Integrating optimization and machine learning for estimating water resistivity and saturation in shaley sand reservoirs

2026-02-11 · Back to index

Why this matters for energy and the environment

Oil and gas companies rely on measurements made down a borehole to decide where hydrocarbons are hiding and whether a field is worth developing. In many reservoirs, especially those rich in clay and silt, these measurements are notoriously hard to interpret, so engineers may underestimate how much oil or gas is actually there. This study presents a new way to squeeze more trustworthy information out of existing data by combining physics-based optimization with modern machine learning, potentially improving recovery while reducing the need for costly core samples.

The problem with muddy rocks

Many of the world’s hydrocarbon reservoirs are “shaley sands” – mixtures of sand grains, pore fluids, and conductive clay minerals. These clays distort electrical measurements used to estimate how much of the rock’s pore space is filled with water versus hydrocarbons. Classic tools and charts, developed for cleaner sands, assume simple rock fabrics and little clay. In shaley sands, those assumptions break down, often making the rocks look wetter than they are, and leading engineers to write off intervals that may actually hold significant oil or gas.
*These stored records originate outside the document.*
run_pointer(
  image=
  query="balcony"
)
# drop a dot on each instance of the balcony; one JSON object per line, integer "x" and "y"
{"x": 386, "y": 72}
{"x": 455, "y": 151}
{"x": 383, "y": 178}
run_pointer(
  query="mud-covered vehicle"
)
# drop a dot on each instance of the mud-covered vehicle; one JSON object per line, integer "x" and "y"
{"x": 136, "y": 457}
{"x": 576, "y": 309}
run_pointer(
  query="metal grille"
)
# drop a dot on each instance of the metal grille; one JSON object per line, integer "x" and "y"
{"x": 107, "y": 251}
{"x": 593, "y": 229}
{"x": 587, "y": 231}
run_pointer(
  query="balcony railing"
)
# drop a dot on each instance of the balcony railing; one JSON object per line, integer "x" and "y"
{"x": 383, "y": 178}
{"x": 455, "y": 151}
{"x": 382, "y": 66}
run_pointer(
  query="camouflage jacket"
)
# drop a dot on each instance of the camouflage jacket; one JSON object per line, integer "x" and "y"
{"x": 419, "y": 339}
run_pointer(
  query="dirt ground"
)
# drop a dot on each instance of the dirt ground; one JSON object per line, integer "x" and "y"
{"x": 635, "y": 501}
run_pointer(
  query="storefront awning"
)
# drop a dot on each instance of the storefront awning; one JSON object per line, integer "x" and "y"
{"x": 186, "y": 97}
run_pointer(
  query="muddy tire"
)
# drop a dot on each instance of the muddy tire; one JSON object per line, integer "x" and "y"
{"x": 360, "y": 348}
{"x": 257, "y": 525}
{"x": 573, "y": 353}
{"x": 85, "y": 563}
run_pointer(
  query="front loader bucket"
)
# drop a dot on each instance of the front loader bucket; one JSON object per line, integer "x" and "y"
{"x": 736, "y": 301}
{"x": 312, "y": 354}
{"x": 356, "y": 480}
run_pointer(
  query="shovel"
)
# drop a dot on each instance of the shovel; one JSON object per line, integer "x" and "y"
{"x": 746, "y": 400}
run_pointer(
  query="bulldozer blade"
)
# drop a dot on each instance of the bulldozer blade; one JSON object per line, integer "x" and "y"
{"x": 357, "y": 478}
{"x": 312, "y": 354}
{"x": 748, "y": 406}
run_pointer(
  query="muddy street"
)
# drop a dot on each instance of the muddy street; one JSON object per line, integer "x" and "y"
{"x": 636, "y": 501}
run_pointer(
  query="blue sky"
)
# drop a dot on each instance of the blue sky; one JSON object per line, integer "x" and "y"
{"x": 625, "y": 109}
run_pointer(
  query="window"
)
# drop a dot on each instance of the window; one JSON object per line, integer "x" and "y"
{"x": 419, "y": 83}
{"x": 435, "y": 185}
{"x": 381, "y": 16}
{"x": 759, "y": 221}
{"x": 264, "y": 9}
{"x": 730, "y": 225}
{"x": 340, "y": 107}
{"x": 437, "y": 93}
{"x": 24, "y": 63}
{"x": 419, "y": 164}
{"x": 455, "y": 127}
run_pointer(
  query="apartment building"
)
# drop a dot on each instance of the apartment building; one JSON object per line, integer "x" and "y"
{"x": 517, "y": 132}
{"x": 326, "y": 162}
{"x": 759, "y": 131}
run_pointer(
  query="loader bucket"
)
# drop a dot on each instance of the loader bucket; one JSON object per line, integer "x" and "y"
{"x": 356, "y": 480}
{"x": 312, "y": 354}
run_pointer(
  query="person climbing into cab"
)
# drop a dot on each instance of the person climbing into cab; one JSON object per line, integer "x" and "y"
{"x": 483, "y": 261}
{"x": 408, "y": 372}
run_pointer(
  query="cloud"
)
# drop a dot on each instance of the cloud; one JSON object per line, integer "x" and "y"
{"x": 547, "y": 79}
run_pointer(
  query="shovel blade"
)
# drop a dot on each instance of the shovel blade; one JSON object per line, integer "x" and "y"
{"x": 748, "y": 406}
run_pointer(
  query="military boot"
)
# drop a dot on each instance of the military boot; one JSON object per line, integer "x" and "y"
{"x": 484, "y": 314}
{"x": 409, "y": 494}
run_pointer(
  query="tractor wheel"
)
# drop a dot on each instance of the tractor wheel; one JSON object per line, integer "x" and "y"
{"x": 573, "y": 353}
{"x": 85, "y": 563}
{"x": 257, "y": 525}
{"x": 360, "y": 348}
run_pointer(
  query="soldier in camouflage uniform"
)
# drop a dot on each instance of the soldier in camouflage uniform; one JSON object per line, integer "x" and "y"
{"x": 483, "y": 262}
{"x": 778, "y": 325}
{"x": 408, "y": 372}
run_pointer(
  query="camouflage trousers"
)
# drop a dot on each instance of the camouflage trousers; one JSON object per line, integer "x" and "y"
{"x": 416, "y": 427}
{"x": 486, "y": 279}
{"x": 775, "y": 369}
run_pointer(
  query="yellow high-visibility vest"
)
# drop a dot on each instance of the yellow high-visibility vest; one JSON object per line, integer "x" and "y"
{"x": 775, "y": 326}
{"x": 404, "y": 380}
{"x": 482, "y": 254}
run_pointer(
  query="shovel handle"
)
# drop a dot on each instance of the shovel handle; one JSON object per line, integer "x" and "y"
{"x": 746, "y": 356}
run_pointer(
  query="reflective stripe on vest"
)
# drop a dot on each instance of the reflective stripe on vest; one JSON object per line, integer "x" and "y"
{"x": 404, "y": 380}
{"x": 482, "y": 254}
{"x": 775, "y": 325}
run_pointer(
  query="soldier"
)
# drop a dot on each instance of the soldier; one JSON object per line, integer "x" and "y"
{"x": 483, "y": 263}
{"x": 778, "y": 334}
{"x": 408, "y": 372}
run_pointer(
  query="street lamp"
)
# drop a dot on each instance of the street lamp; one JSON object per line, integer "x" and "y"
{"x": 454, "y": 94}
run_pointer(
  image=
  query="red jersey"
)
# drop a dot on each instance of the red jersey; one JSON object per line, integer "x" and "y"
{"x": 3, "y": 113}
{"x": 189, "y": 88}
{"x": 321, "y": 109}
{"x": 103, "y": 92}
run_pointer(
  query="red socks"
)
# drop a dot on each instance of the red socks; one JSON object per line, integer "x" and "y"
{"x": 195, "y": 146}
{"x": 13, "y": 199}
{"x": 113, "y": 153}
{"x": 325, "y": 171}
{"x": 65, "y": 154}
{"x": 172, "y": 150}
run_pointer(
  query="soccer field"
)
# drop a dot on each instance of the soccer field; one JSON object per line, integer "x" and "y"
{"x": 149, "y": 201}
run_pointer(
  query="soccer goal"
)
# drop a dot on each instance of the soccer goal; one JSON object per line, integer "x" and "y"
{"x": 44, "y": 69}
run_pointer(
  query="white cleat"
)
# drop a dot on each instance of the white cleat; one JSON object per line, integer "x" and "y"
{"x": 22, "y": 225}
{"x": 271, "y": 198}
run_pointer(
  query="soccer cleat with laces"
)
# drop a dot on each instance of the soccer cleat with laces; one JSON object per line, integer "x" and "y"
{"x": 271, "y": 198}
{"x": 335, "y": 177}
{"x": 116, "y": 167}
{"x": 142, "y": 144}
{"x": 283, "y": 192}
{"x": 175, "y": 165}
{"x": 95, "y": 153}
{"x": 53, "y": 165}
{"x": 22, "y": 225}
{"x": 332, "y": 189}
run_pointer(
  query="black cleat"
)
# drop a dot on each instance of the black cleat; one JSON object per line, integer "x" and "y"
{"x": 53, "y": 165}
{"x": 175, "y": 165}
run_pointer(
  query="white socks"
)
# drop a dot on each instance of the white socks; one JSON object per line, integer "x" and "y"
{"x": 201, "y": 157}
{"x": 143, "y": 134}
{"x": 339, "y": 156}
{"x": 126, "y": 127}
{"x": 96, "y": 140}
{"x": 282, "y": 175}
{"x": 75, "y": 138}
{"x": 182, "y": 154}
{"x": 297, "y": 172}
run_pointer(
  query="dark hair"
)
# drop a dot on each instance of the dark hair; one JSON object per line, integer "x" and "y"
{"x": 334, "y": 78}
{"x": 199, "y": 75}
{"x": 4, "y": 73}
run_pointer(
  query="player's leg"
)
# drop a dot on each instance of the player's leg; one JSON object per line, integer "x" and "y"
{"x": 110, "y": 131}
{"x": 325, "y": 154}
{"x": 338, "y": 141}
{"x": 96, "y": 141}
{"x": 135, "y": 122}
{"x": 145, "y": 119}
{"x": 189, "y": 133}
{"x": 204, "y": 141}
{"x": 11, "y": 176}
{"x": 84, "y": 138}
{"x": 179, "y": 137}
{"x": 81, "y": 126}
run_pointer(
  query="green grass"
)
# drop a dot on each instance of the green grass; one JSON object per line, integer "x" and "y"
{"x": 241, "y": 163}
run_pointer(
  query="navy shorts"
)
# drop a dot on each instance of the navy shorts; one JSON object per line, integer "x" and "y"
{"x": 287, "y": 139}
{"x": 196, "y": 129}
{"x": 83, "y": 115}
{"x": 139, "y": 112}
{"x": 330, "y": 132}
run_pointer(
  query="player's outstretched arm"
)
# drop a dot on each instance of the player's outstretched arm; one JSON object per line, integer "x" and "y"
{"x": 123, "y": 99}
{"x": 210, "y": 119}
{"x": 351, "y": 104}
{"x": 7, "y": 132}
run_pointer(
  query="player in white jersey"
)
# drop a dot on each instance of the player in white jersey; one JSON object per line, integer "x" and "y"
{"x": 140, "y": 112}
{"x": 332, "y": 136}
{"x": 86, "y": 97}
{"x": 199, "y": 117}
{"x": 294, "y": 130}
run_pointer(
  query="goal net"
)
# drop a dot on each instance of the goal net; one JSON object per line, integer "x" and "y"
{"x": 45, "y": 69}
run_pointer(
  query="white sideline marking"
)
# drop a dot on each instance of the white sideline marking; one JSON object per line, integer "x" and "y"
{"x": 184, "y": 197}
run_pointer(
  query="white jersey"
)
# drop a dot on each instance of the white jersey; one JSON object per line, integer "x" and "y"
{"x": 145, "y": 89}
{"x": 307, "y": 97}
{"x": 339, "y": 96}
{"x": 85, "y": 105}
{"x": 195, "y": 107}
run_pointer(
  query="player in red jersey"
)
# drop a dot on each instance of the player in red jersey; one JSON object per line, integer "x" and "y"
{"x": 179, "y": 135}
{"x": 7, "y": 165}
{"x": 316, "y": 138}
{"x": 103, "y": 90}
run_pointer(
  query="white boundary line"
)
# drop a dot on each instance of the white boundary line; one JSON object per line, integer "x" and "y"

Turning sparse measurements into a solid anchor

The authors tackle a central quantity called formation water resistivity, which describes how well the water in the pores conducts electricity. If this value is off, every subsequent water saturation estimate is skewed. Instead of relying on a few laboratory measurements or subjective graphical methods, they pose the problem as an optimization task: find the single water resistivity value that makes a physics-based shaley-sand model best match the resistivity measured along the well. They test several search algorithms and show that simple, derivative-free methods such as Powell and Nelder–Mead can recover the true water resistivity with extremely small error when compared against core and water-sample data from 11 wells in the Norwegian North Sea and Egypt’s Western Desert.

Creating a “pseudo-core” log for machine learning

Once this optimized water resistivity is in hand, the same physical model is used to compute a continuous water saturation profile along each well. This profile is treated as a high-quality, physics-informed label – a kind of “pseudo-core” – that exists at every depth, not just at a few sampled intervals. The researchers then feed standard well logs, such as gamma ray, neutron porosity, density, and deep resistivity, into a wide range of machine learning models. These include tree-based ensembles (Random Forest, XGBoost, CatBoost), support vector machines, and several neural network architectures, including a special recurrent network called LSTM that can recognize patterns evolving with depth. Careful preprocessing, outlier screening, and normalization help ensure that the models learn genuine geological relationships rather than noise.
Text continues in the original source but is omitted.